Die Tochter eines östereichisch-jüdischen Juristen, geboren in Wien, beschreitet für eine Frau ihrer Zeit neue Wege. Um als Fotografin ausgebildet zu werden, nimmt sie als erste Frau überhaupt an Theoriekursen einer Wiener Graphikschule teil, zur Praxis wird sie nicht zugelassen. Ab und an besucht sie das Atelier eines Gesellschaftsfotografen und guckt sich bei ihm einiges ab. 1906 nimmt sie in Berlin Unterricht bei Nicola Perscheid, freundet sich mit dessen Assistenten Arthur Benda an und eröffnet mit ihm 1 Jahr später das Atelier d’Ora im feinen ersten Bezirk von Wien.
Schnell machen sich die beiden und vor allem Kallmus, die sich nun Madame d’Ora nennt, einen Namen unter Künstlern und Intellektuellen. Einige Jahre später kann Kallmus nach Paris expandieren. 1927 überlässt sie das Wiener Atelier ihrem Kompagnon, die beiden verstehen sich nicht mehr, und zieht ganz in die französische Hauptstadt.

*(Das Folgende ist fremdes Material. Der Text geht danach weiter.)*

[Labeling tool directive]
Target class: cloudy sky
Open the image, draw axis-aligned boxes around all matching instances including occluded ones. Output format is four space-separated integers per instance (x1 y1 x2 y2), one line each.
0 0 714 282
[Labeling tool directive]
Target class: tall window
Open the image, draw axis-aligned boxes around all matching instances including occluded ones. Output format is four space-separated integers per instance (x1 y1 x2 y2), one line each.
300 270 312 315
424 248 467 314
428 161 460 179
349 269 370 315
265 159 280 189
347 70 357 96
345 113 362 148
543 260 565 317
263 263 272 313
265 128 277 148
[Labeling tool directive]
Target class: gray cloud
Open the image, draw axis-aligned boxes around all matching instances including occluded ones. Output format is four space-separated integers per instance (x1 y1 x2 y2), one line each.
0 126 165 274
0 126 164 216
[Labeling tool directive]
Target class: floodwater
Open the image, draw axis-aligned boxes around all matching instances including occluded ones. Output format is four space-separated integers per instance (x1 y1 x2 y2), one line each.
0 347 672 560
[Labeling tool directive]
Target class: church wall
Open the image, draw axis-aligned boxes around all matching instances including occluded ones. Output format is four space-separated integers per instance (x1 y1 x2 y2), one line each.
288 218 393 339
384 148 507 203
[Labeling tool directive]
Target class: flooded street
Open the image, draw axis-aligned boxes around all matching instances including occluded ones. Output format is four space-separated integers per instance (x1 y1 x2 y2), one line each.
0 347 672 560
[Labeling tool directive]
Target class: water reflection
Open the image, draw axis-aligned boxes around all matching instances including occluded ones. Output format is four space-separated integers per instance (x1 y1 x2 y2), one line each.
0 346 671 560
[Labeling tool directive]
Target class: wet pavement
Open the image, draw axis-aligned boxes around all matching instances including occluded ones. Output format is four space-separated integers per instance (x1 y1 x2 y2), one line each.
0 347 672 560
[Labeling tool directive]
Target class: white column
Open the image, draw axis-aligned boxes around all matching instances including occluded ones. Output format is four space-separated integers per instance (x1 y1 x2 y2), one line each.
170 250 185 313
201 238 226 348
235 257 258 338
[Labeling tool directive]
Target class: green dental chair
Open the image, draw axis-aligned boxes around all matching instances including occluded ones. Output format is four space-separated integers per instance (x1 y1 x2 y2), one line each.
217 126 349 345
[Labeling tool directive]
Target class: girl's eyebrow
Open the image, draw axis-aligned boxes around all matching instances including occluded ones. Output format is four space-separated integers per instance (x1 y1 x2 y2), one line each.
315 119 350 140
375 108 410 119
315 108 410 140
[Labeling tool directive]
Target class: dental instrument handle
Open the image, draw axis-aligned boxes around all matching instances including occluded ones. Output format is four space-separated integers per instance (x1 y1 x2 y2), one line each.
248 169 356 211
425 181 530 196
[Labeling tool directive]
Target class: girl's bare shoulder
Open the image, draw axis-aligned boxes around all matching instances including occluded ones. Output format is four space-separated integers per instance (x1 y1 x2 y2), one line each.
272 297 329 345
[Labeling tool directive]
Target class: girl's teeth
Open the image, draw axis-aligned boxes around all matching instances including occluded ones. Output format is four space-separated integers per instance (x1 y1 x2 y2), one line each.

Der Umzug steigert ihren Ruhm, sie arbeitet zunehmend auch als Modefotografin für Zeitschriften sowie die großen Modehäuser Lanvin oder Chanel.
1940 marschieren die Deutschen in Paris ein, d’Ora muss als Jüdin von Heute auf Morgen ihr Atelier aufgeben und flieht in das unbesetzte Frankreich. Dort versteckt sie sich während des Krieges in einem Kloster und auf einem Bauernhof. So entgeht sie, anders als ihre Schwester und viele Familienangehörige, der Deportation und anschließenden Ermordung. Nach Ende des Krieges fotografiert sie zunächst anstelle von glamourösen Stars das Elend in Flüchtlingslagern und im zerstörten Wien. Später porträtiert sie wieder berühmte Menschen, widmet aber eine Serie auch getöten Tieren auf einem Schlachthof. 1959 verliert Kallmus nach einem Autounfall ihr Gedächtnis und lebt bis zu ihrem Tod bei einer Freundin.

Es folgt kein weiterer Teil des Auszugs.